An interesting story up on Bluesnews today. It appears that there is a potential risk in all Unreal games leaving users open to Denial of Service, DDoS, and Bounce attacks online. Compounding the issue, the problem is not isolated to new releases, but to all Unreal games from the original Unreal to the recent Unreal 2.Read on for some specifics.
The report outlines the problem, which affects dozens of games from Unreal through Unreal II, and describes how the author of the report held off on publicizing this for almost three months to give time for Epic to devise a fix. I contacted Epic's Mark Rein to ask about this and he was very frank about how this had indeed been brought to their attention, but had unfortunately fallen through the cracks.
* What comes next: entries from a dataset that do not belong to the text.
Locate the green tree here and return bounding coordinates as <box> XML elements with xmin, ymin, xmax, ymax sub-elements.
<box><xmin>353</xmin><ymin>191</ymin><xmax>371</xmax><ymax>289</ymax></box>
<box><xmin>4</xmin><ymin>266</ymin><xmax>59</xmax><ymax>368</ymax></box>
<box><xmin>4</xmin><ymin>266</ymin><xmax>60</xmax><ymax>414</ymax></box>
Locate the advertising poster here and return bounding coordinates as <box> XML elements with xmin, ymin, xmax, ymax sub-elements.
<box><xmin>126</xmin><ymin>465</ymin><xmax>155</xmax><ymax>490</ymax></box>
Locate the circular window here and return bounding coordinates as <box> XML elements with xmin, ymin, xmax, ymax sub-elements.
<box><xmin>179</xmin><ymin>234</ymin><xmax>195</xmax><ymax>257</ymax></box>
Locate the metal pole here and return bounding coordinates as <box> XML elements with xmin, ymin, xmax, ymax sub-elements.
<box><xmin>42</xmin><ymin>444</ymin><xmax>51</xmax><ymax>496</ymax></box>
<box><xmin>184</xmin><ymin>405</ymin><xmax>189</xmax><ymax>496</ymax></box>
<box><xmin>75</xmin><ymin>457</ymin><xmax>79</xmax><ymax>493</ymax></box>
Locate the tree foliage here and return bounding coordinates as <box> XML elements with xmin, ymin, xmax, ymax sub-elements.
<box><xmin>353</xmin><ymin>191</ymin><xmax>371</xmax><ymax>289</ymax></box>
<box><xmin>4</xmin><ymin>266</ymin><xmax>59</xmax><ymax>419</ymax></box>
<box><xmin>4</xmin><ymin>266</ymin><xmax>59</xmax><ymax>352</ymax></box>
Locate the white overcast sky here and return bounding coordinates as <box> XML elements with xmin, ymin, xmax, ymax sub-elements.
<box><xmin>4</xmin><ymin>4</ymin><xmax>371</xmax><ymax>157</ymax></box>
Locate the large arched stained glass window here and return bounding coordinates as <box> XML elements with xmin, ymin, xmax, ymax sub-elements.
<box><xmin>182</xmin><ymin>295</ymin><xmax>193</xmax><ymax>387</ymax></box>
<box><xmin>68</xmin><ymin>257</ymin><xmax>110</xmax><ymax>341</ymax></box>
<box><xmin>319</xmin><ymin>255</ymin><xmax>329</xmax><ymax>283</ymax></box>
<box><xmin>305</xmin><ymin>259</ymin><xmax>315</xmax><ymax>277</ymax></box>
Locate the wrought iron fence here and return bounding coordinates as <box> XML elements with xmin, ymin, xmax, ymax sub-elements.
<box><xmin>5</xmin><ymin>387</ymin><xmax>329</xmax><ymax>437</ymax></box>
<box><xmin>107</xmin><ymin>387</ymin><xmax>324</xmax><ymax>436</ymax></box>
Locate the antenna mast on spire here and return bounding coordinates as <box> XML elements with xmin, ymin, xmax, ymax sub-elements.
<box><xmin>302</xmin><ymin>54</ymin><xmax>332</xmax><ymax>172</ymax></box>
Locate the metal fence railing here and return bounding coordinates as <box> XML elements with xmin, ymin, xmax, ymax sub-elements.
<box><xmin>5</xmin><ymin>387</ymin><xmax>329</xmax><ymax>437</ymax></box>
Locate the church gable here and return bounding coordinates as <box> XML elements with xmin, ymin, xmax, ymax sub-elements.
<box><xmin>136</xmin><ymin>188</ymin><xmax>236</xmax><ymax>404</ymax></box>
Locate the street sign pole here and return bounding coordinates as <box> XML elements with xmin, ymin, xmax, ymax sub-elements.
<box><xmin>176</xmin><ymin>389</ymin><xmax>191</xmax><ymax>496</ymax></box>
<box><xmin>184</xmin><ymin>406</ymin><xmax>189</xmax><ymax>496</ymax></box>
He sent along a list of changes for the next planned UT2003 patch which will now address these vulnerabilities, and says it's likely that a small patch will be issued to address these in the original version of Unreal Tournament as well. As for other games using the Unreal engine, he says that fixes like this are always made available to licensees, who will then be able to issue patches of their own should they so choose.
Three months is a disturbing amount of time for this revelation to have passed without a pre-emptive fix. I'm not remotely suggesting that Epic ignored the problem, but it does raise questions as to how serious and inherant a problem this is with the engine. Mark Rein goes on to say:
I won't sugar coat this. We f*cked up on this. Yes this is real and yes this was brought to our attention and yes we should have fixed it by now. We are working on fixing this now and we will have this fixed in an upcoming patch before too long.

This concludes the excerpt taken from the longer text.